Asian stocks fell this week, with the benchmark index capping its first weekly loss in five weeks, after Chinese data fueled concern about an economic slowdown and a rise in the yen sent Japanese shares lower.
Jiangxi Copper Co (江西銅業), which earns 92 percent of its revenue from China, dropped 5.8 percent in Hong Kong after prices for the metal slumped on concern that Chinese demand will weaken, while Toyota Motor Corp, a carmaker that generates 75 percent of its revenue abroad, lost 5.7 percent in Tokyo.
Also dropping this week were Malaysian Airline System Bhd, which fell 4 percent after one of its planes disappeared with 239 people aboard on March 8 and New World Development Co (新世界發展), which lost 17 percent after proposing to privatize its China property unit for HK$18.6 billion (US$2.4 billion).

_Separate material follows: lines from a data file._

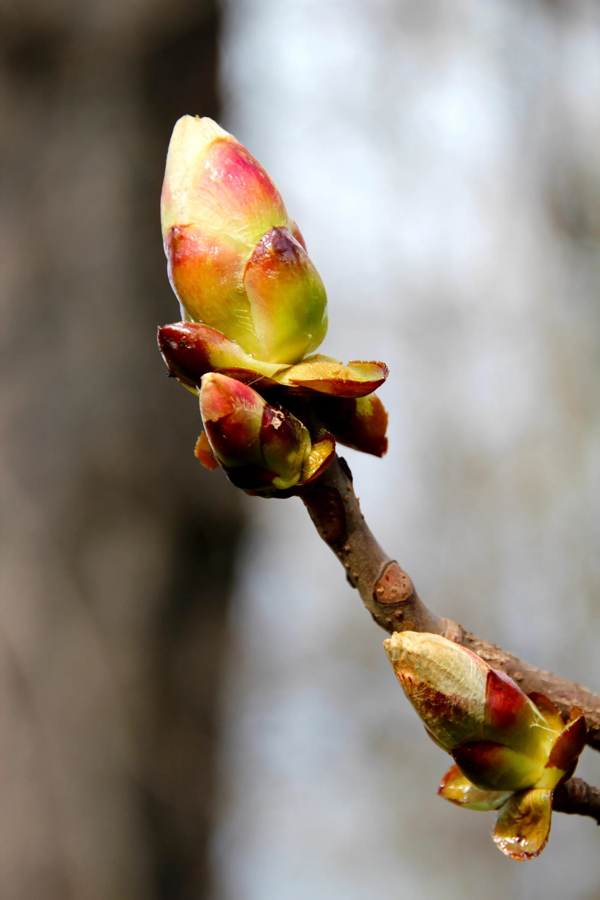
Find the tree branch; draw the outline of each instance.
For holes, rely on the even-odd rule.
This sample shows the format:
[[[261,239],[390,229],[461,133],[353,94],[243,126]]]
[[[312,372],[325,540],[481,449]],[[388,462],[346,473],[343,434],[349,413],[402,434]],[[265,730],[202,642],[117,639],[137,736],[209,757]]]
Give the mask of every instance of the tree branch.
[[[589,815],[600,825],[600,788],[583,778],[569,778],[554,791],[552,809],[557,813]]]
[[[462,626],[436,616],[423,603],[410,576],[381,548],[361,513],[345,460],[336,458],[314,483],[300,493],[318,532],[339,558],[346,578],[356,588],[375,622],[388,632],[421,631],[461,644],[478,653],[494,669],[500,669],[516,681],[525,694],[539,691],[563,714],[579,706],[587,724],[587,743],[600,750],[600,697],[572,681],[536,669],[496,644],[476,637]],[[579,782],[571,779],[568,784]],[[584,782],[585,784],[585,782]],[[563,786],[566,788],[566,786]],[[588,788],[598,802],[596,788]],[[557,791],[562,802],[581,805],[581,791]],[[579,800],[578,800],[579,798]],[[592,797],[588,798],[588,804]],[[557,807],[558,808],[558,807]],[[592,806],[590,806],[592,808]],[[596,808],[596,807],[594,807]],[[563,812],[578,809],[563,808]],[[584,813],[596,816],[596,813]]]

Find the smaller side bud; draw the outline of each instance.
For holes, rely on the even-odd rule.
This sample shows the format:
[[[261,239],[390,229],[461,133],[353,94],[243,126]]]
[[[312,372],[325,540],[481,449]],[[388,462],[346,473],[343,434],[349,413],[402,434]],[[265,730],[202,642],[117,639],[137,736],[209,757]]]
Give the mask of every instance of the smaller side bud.
[[[302,480],[310,436],[287,410],[214,372],[201,379],[200,409],[212,453],[237,487],[268,495]]]

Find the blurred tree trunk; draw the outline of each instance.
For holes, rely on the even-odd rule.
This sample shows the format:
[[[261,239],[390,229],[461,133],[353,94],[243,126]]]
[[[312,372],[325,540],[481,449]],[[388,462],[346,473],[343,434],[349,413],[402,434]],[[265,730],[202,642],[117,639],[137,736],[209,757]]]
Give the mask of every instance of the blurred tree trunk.
[[[242,525],[168,382],[158,198],[214,4],[0,0],[0,896],[209,891]]]

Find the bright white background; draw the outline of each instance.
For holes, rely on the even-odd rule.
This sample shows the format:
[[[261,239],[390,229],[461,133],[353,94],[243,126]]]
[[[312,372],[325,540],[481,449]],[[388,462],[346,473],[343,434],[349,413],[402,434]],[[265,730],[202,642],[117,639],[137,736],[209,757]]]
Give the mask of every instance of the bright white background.
[[[323,351],[390,365],[390,452],[346,454],[372,527],[437,611],[600,688],[598,6],[230,0],[224,40],[224,124],[304,233]],[[592,822],[518,864],[436,797],[449,759],[301,503],[247,512],[219,900],[596,897]]]

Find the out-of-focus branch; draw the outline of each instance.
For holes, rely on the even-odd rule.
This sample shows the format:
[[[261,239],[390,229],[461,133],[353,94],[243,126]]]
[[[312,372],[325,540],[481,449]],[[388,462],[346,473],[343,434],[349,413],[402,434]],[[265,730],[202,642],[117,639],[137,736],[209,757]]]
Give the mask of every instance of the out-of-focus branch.
[[[589,815],[600,825],[600,788],[592,788],[583,778],[569,778],[554,791],[552,809]]]
[[[578,684],[524,662],[427,608],[409,575],[383,552],[372,534],[361,513],[352,473],[344,459],[336,457],[319,479],[307,486],[301,497],[318,532],[339,558],[348,581],[358,590],[364,606],[381,628],[390,633],[420,631],[443,634],[472,650],[494,669],[506,672],[525,694],[533,691],[544,694],[565,714],[571,706],[579,706],[587,724],[587,743],[600,750],[600,697]],[[575,793],[572,796],[575,797]]]

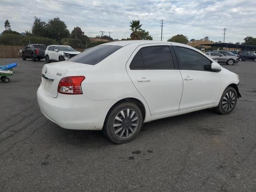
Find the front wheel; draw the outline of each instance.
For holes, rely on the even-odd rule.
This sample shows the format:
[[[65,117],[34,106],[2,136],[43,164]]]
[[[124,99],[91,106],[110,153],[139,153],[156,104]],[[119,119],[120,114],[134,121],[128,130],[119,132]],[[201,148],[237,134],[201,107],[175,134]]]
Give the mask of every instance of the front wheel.
[[[227,61],[227,64],[229,65],[232,65],[234,64],[234,61],[233,59],[229,59]]]
[[[135,104],[122,103],[113,109],[107,117],[103,132],[106,136],[118,144],[131,141],[139,133],[142,115]]]
[[[236,90],[233,87],[228,87],[223,92],[219,105],[215,109],[220,114],[228,114],[234,110],[237,101]]]
[[[50,61],[50,58],[49,56],[46,55],[45,56],[45,63],[50,63],[51,62]]]
[[[5,77],[4,78],[3,80],[4,82],[5,83],[8,83],[9,82],[10,82],[10,79],[8,77]]]
[[[31,56],[31,58],[32,58],[32,61],[34,62],[36,61],[36,58],[35,56],[35,55],[34,54],[32,54],[32,56]]]

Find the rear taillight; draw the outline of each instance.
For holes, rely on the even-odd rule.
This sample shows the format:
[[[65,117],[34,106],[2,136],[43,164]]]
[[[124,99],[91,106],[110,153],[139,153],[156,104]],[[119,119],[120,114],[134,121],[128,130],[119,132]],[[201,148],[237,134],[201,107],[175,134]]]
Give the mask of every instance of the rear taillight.
[[[82,94],[81,84],[85,79],[84,76],[64,77],[60,81],[58,92],[62,94]]]

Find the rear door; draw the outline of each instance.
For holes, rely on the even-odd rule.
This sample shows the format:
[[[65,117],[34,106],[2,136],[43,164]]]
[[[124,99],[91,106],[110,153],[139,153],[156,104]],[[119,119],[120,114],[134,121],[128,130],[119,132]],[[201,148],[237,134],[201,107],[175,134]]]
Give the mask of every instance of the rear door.
[[[139,46],[126,64],[129,76],[152,116],[178,111],[183,85],[170,47],[154,45]]]
[[[212,61],[201,52],[174,46],[183,80],[179,110],[213,104],[220,89],[220,76],[210,70]]]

The MSCI Asia Pacific Index conformed to the downward trend, sliding 3.5 percent to 134.32 this week in its steepest one-week decline in almost two years amid speculation that China would miss its 7.5 percent growth goal.
“The market started to pay more attention to negative data points,” White Funds Management managing director Angus Gluskie said.
China’s leaders are “using fiscal and monetary policy to control areas of growth, but investors are being cautious and I think they are getting nervous about what they say,” Gluskie added.
In Taipei, the TAIEX fell 0.69 percent, or 60.16 points, to close the week on 8,687.63, compared with 8,713.96 on March 7.
On Friday, Taiwan Semiconductor Manufacturing Co (台積電) slipped 1.29 percent to NT$115, while Hon Hai Precision Industry Co (鴻海精密) lost 0.7 percent to close at NT$85.5
In Hong Kong, the Hang Seng China Enterprises Index of mainland companies listed, also known as the H-share index, dropped 4.2 percent. The gauge is more than 19 percent down from a high on Dec. 2 last year and is nearing a so-called bear market. The Hang Seng Index also declined this week, falling 4.9 percent in the biggest decline since May 2012, while the Shanghai Composite Index lost 2.6 percent.
China’s factory production increased 8.6 percent annually in the January-to-February period, the Chinese National Bureau of Statistics said on Thursday, compared with the 9.5 percent median projection of analysts surveyed by Bloomberg News, while retail sales rose 11.8 percent, missing expectations for a 13.5 percent gain in the period.
Aggregate financing in China decreased to 938.7 billion yuan (US$153 billion) last month amid a crackdown on shadow lending, a government report this week showed. That compares with January’s record 2.58 trillion.
Chinese exports slid the most since 2009 last month, a separate report showed.
In Japan, the TOPIX slid 5.8 percent, its biggest weekly decline since June last year, while the smaller Nikkei 225 Stock Average lost 6.2 percent. Exporters slid after the yen rose as much as 0.5 percent to 101.36 to the US dollar.
Elsewhere in the region, South Korea’s KOSPI fell 0.3 percent, Australia’s S&P/ASX 200 Index dropped 2.4 percent after data showed companies boosted full-time payrolls last month by the most in more than 22 years and in Singapore, the Straits Times Index declined 2 percent.
In Wellington, the NZX 50 Index slid 0.9 percent this week after the Reserve Bank of New Zealand raised its key interest rate to make New Zealnd the first developed market nation to exit record-low borrowing costs this year.
On Friday, the NZX slid 0.64 percent, or 32.66 points, from Thursday to close on 5,079.32.
The MSCI Asia-Pacific gauge ended the week trading at 12.65 times estimated earnings, compared with multiples of 15.66 for the Standard & Poor’s 500 Index and 14.04 for the STOXX Europe 600 Index, data compiled by Bloomberg show.
In other markets on Friday:
Mumbai closed 22.55 points up from Thursday to finish the week at 21,797.16 points.
Manila closed 0.60 percent lower, giving up 38.55 points to close on 6,391.24.